The front page of the Times posted a proud accounting of what America brought to the conflict. "Into the balance against Germany are thrown a navy in strength and efficiency among the foremost afloat; an army comparatively small but highly efficient, backed by a citizenry of upward of 20,000,000 capable of military duty; industrial resources, incomparably the greatest in the world, already mobilized for public service, and the moral force of over 100,000,000 Americans."
But rumors abound, as a "score" of U-boats were reported to be lurking in the Gulf of Mexico, and government agents purportedly raided the home of a German brewer in Washington who had several small cannon trained on the Capitol.
Closer to home, the Times reported that in Alabama, a white man and a black man were arrested as agents of the German government for purportedly trying to get Southern blacks to rise against the United States.
German agents were supposedly posing as ministers of the Gospel or Bible salesmen to disguise their movements. Therefore, an editorial called for the "Colored Men" of Chattanooga to come to a meeting at the courthouse that night to "repudiate the foul aspersion that they might be beguiled by German agents to betray their country and join the enemies of the flag that stands to them for liberty and freedom."
The Rotary Club adjourned its meeting with a silent toast to the president, the army and the navy.
But the war did not take up all the pages of the Times. A letter to the editor from "A Traveling Man" complained that hogs sold at the meat markets were fattened by the flesh of "dead mules, horses, cows, dogs, cats, rats, etc."
An advertisement noted that the University of Tennessee Glee Club would perform on Saturday night at the Lyric Theater, and the night before, the Lookouts won at Clarksdale, Miss., 10-3, aided by at least 10 hits and three errors by the "enemy." The Chattanooga pitcher, Bacon, allowed only four hits. Jake Pitler, the club's second baseman, said that it was "the best team" the town had ever had.
April 6 was a Friday, so there were advertisements for Easter apparel, and it was reported that 325 Notre Dame students marched in a Holy Thursday procession at St. Peter and Paul Catholic Church. The Easter musical programs of a number of local churches were published, featuring the "Best Talent in the City."

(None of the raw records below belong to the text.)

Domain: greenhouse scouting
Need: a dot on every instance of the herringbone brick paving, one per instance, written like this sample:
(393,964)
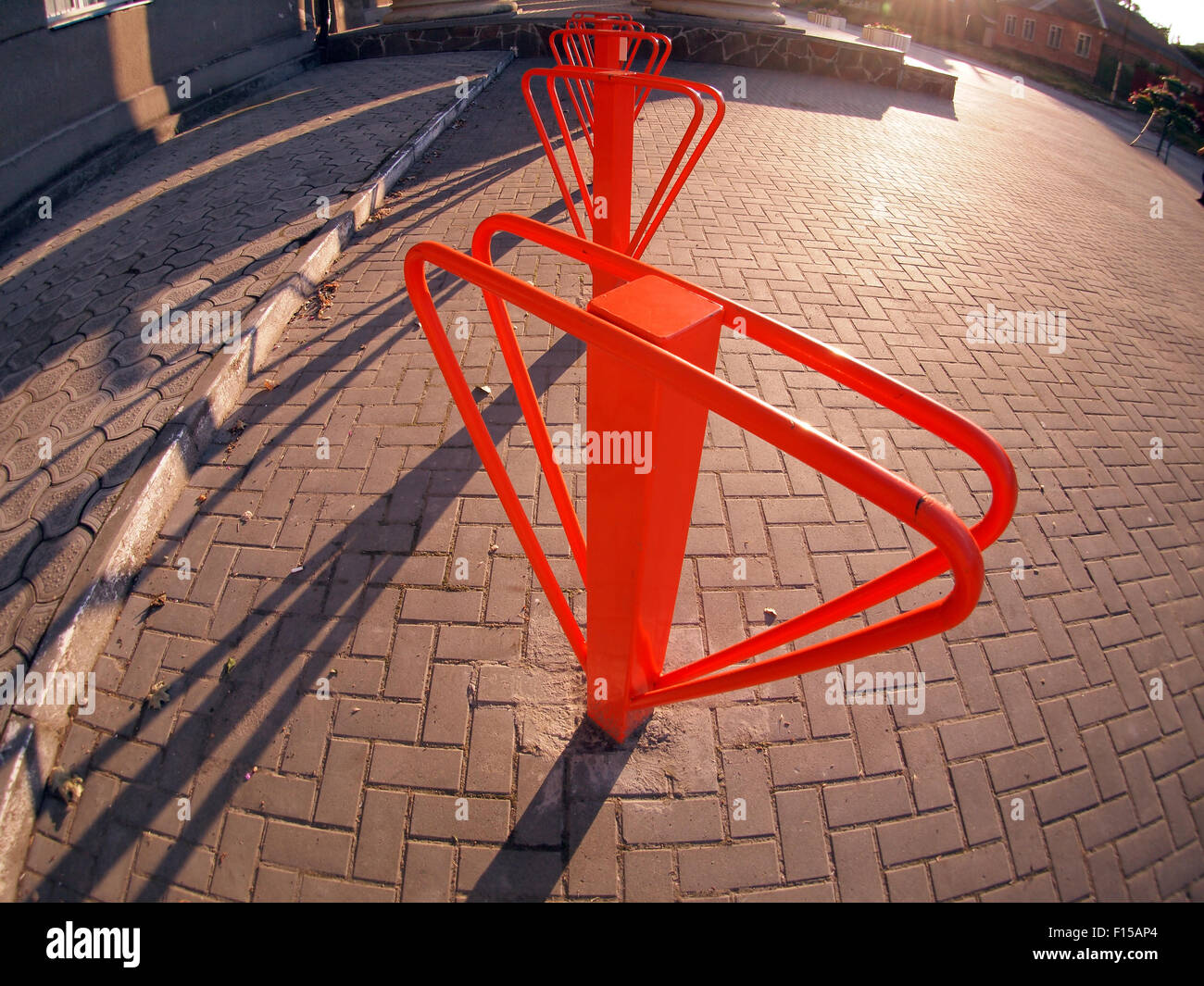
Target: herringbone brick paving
(206,220)
(450,758)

That evening, The Chattanooga News confirmed to its readers that the declaration was final and America was at war. The paper reported that the Tennessee National Guard was placed on a war footing, and that German ships in American harbors were being seized by the government. Editorials proclaimed "America United" and exhorted readers to own a flag.
Former Sen. Newell Sanders was rumored to have volunteered for the Quartermaster's Reserve Corps. "Those who know him intimately" said Sanders would be of "inestimable value" to that organization. Dr. William F. Smith, pastor of the First M. E. Church, previously opposed to America's involvement in the war in Europe, now called for "every true and loyal American to stand by the colors."
Locally, it was reported that state, county and city inspectors concluded their visits to 644 establishments that handled food: groceries, restaurants, bakeries, soda fountains, meat shops, sausage factories, confectionaries and the like; 204 passed, 440 did not.
City Commissioner H.D. Huffaker was "agin" a bill that cut the number of Chattanooga City commissioners from five to three by abolishing the department of education and health and the department of public utilities. Huffaker was quoted as saying: "I can see nothing in the plan but the ultimate consolidation of the county and city schools." Although the bill did not pass, Commissioner Huffaker's fear materialized - in 1995.
Finally, the war with Germany and its allies was not the only pending conflict, as the News contained an advertisement of the Great Atlantic & Pacific Tea Co.'s war on high prices.